Nach der mittleren Reife: Das Oberstufenzentrum Handel bietet als einzige Schule Berlins Wirtschaftsinformatik als Leistungskurs

So ein professioneller Ebay-Verkäufer hat es schon schwer. Da müssen Tabellen ausgewertet, Datenbanken und Abfragen erstellt und Websites gewartet werden. Kalkulationen und Kosten-Nutzen-Rechnungen zeigen schließlich, ob sich das Geschäft mit den vorderasiatischen Handtaschen lohnt oder nicht.

Wie solche „Ebayaner“ tatsächlich in der Praxis arbeiten, wie man ein Internetkaufhaus aufbaut und betreibt, dass kann man bei Thomas Lingens lernen.
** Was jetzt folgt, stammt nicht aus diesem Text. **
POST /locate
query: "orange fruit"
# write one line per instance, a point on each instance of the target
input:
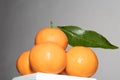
(81, 61)
(47, 57)
(53, 35)
(22, 63)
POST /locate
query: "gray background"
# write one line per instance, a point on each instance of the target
(21, 19)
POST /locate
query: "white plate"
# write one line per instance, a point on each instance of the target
(46, 76)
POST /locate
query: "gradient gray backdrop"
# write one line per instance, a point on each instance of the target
(21, 19)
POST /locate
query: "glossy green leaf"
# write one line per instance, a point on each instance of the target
(80, 37)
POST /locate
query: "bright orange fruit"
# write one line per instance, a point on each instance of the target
(48, 57)
(81, 61)
(22, 63)
(53, 35)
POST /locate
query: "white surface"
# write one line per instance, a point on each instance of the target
(45, 76)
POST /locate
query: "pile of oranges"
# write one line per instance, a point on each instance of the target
(49, 55)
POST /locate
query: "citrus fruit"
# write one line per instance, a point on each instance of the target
(22, 63)
(53, 35)
(48, 57)
(81, 61)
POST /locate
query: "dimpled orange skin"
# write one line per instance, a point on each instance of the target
(22, 63)
(53, 35)
(81, 61)
(48, 57)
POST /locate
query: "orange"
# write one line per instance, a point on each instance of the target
(81, 61)
(47, 57)
(53, 35)
(22, 63)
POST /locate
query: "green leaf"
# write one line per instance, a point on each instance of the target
(80, 37)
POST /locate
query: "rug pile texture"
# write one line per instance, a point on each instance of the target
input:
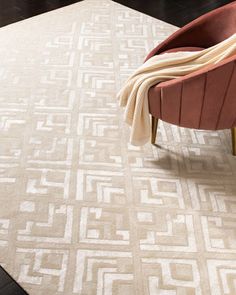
(83, 211)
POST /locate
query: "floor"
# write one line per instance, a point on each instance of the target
(176, 12)
(44, 162)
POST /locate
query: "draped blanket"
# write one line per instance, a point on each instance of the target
(134, 94)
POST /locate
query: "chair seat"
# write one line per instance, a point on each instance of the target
(184, 49)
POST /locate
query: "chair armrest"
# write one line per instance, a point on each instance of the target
(204, 99)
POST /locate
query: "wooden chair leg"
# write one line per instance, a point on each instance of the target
(154, 129)
(233, 132)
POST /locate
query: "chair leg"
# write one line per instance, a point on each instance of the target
(233, 132)
(154, 129)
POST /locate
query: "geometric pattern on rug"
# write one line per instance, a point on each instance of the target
(83, 211)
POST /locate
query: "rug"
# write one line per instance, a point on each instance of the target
(82, 211)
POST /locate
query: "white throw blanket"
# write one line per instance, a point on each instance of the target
(159, 68)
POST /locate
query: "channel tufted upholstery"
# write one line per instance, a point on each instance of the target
(205, 99)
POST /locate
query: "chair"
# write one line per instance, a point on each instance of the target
(205, 99)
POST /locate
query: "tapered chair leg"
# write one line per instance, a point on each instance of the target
(154, 129)
(233, 132)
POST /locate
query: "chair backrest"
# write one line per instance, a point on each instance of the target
(205, 31)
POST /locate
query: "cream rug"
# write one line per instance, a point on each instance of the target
(82, 211)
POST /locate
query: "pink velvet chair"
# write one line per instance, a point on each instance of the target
(205, 99)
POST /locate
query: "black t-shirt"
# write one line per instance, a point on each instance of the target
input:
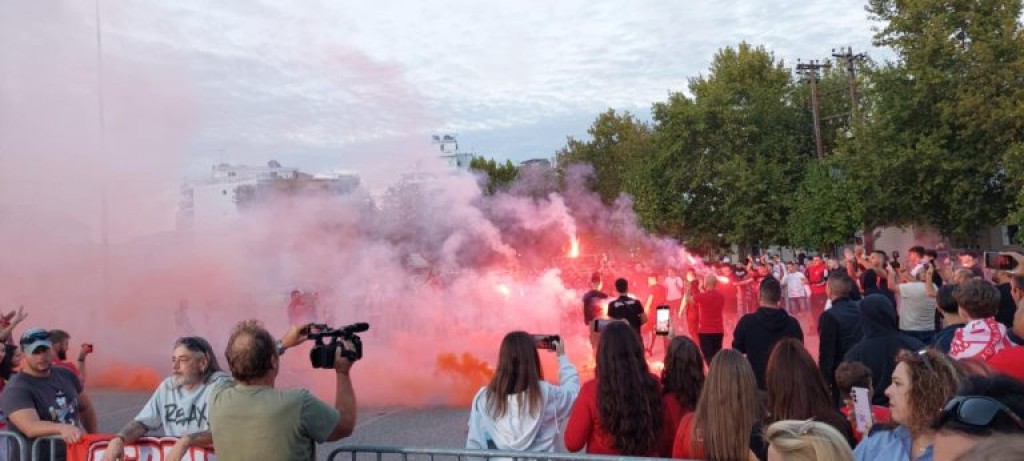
(592, 304)
(625, 307)
(54, 399)
(659, 295)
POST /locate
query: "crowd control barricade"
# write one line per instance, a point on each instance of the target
(93, 447)
(372, 453)
(16, 447)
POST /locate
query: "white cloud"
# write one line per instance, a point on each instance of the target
(323, 76)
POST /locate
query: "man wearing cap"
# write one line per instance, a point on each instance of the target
(44, 400)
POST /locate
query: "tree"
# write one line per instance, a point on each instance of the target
(734, 151)
(945, 116)
(619, 142)
(498, 176)
(827, 210)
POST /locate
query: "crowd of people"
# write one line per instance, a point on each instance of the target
(914, 362)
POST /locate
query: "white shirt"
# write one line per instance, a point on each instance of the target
(916, 309)
(794, 283)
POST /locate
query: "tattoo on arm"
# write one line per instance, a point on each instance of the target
(132, 431)
(202, 438)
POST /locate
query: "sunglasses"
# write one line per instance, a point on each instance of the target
(978, 411)
(37, 336)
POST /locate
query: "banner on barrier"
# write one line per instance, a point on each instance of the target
(93, 447)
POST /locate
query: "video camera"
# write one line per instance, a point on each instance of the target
(323, 353)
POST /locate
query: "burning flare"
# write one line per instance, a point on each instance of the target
(574, 247)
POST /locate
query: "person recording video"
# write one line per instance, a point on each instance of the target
(253, 420)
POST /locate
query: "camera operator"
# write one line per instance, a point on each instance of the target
(253, 420)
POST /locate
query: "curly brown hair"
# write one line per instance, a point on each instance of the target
(251, 351)
(628, 399)
(683, 373)
(934, 378)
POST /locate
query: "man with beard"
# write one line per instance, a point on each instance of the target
(61, 342)
(179, 405)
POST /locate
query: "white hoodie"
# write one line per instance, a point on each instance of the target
(522, 431)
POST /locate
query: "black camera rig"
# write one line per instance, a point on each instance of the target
(323, 352)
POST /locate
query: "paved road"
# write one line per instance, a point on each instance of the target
(437, 427)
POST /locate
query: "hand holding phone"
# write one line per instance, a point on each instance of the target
(662, 322)
(862, 409)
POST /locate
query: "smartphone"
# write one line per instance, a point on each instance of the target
(546, 342)
(662, 321)
(1000, 260)
(601, 324)
(861, 409)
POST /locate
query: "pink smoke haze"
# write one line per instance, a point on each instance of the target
(433, 337)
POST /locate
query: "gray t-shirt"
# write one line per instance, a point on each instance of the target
(260, 422)
(53, 397)
(916, 309)
(178, 411)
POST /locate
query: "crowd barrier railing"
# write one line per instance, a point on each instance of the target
(37, 447)
(92, 448)
(20, 444)
(406, 454)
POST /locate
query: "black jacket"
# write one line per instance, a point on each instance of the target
(757, 333)
(839, 330)
(882, 342)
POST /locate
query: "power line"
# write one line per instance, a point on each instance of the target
(810, 73)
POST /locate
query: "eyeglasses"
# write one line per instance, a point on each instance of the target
(193, 343)
(978, 411)
(41, 335)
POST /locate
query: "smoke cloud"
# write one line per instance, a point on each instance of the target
(440, 270)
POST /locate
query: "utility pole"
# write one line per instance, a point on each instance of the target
(810, 72)
(851, 60)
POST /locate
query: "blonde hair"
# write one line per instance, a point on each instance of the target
(807, 441)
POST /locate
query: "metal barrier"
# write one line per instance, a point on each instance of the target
(403, 454)
(37, 447)
(23, 445)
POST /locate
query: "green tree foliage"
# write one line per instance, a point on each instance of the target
(499, 175)
(733, 152)
(617, 149)
(945, 117)
(827, 211)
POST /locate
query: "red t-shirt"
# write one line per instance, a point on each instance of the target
(585, 427)
(879, 415)
(710, 307)
(816, 277)
(1009, 361)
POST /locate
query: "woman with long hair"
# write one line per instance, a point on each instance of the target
(619, 412)
(922, 383)
(682, 379)
(798, 391)
(517, 410)
(806, 441)
(727, 422)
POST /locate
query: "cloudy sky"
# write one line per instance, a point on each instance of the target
(326, 84)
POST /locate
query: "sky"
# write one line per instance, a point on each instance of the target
(325, 85)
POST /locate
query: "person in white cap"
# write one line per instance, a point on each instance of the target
(44, 400)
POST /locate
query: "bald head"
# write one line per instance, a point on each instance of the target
(840, 285)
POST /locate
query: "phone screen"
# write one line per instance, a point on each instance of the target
(999, 261)
(662, 320)
(862, 409)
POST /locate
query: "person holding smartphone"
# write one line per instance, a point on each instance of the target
(518, 410)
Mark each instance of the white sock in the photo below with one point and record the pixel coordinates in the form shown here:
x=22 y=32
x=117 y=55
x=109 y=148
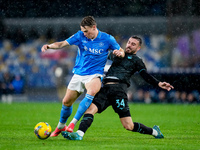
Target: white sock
x=74 y=121
x=81 y=133
x=154 y=133
x=60 y=125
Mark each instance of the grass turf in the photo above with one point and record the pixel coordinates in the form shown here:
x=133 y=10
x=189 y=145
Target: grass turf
x=180 y=125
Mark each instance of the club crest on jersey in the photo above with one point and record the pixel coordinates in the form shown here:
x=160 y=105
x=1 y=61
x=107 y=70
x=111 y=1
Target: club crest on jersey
x=85 y=48
x=84 y=41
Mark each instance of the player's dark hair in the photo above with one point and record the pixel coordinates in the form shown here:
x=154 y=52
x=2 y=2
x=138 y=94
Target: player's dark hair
x=88 y=21
x=137 y=38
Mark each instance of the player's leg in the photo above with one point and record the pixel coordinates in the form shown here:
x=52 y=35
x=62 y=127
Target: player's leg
x=128 y=124
x=84 y=125
x=92 y=87
x=99 y=104
x=66 y=111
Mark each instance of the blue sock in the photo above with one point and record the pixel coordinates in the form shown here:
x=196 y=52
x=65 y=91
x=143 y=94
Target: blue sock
x=83 y=106
x=65 y=113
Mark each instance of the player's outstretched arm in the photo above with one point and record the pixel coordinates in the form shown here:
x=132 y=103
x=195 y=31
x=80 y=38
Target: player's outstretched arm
x=55 y=45
x=119 y=53
x=165 y=85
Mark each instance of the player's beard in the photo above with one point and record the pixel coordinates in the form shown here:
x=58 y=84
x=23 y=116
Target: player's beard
x=130 y=51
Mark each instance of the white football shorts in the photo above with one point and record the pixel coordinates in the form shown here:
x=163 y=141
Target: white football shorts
x=78 y=82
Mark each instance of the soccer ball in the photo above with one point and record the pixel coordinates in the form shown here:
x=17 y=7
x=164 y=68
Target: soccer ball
x=42 y=130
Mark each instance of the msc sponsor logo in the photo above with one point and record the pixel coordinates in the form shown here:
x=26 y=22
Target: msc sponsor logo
x=93 y=50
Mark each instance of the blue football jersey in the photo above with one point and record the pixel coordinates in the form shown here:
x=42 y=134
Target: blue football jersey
x=92 y=54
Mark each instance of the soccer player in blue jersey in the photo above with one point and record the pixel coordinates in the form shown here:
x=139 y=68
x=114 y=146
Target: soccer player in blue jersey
x=113 y=93
x=93 y=46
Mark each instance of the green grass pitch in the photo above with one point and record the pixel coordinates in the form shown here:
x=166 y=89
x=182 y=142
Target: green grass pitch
x=180 y=125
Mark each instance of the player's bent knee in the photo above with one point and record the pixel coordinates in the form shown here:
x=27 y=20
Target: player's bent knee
x=92 y=109
x=67 y=103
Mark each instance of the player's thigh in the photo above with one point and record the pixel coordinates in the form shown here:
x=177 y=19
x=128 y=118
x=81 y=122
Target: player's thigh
x=93 y=86
x=120 y=104
x=70 y=97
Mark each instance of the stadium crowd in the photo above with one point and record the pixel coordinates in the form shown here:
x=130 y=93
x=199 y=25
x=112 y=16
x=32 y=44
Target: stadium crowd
x=20 y=56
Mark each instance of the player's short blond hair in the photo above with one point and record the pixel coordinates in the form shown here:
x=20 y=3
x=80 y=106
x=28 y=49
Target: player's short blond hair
x=88 y=21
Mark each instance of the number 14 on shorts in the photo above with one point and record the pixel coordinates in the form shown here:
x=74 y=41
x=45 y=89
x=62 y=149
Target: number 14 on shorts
x=120 y=103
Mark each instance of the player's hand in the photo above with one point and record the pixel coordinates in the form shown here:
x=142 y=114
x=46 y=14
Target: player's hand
x=44 y=48
x=165 y=86
x=118 y=53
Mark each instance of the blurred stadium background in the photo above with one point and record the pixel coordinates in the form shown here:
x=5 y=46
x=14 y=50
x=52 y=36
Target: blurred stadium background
x=170 y=30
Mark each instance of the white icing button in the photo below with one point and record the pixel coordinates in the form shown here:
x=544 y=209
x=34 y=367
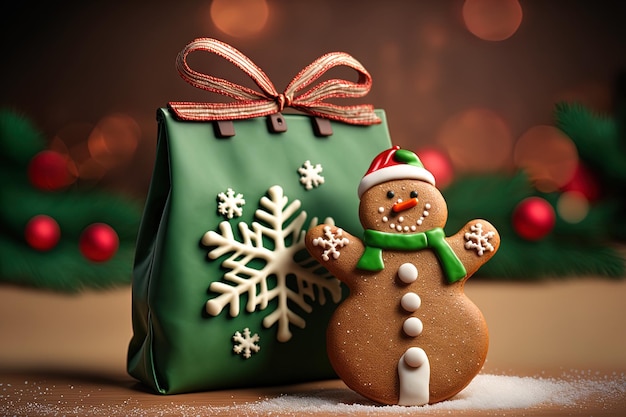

Er ist Lehrer am Oberstufenzentrum Handel 1 in Kreuzberg und leitet die Abteilung Wirtschaftsinformatik. Schüler können dort ab Klasse 11 zunächst einen Profilkurs Wirtschaftsinformatik besuchen. Dann wählen sie, ob ihr erster Leistungskurs Wirtschaftsinformatik oder, wie es sonst auf der Schule üblich ist, Wirtschaftswissenschaften werden soll.

Zwar orientiert sich das Fach Wirtschaftsinformatik, genau wie Wirtschaftswissenschaften, an Grundlagen von Betriebswirtschafts- und Volkswirtschaftslehre. Doch anders als im normalen Fach lernen die Schüler, ihr Wissen unmittelbar in Computerabläufe umzusetzen, und lösen betriebswirtschaftliche Probleme mit Hilfe der Informatik. „Das hat nicht viel mit der Arbeit eines Programmierers zu tun“, erklärt Lingens, „es geht um das selbstständige Erarbeiten und Übertragen von Modellen. Wir vermitteln dabei vor allem den methodischen Hintergrund.“ Dazu gehört Projektmanagement und Organisation genauso wie der Umgang mit PC und Internet.

Anders als viele andere „New-Economy-Berufe“ sind Wirtschaftsinformatiker gefragt. Das zeigt vor allem die enge Zusammenarbeit mit großen Firmen wie BMW oder Daimler-Chrysler. „Wirtschaftsinformatiker haben gute Chancen auf dem Arbeitsmarkt“, sagt denn auch Schulleiter Martin Stern. Meist kommen sie in Unternehmensberatungen oder Industrie unter, da sie vor allem wegen der wachsenden Märkten im Internet gebraucht werden. Aber auch der öffentliche Dienst, Banken oder Logistikunternehmer sind auf sie angewiesen.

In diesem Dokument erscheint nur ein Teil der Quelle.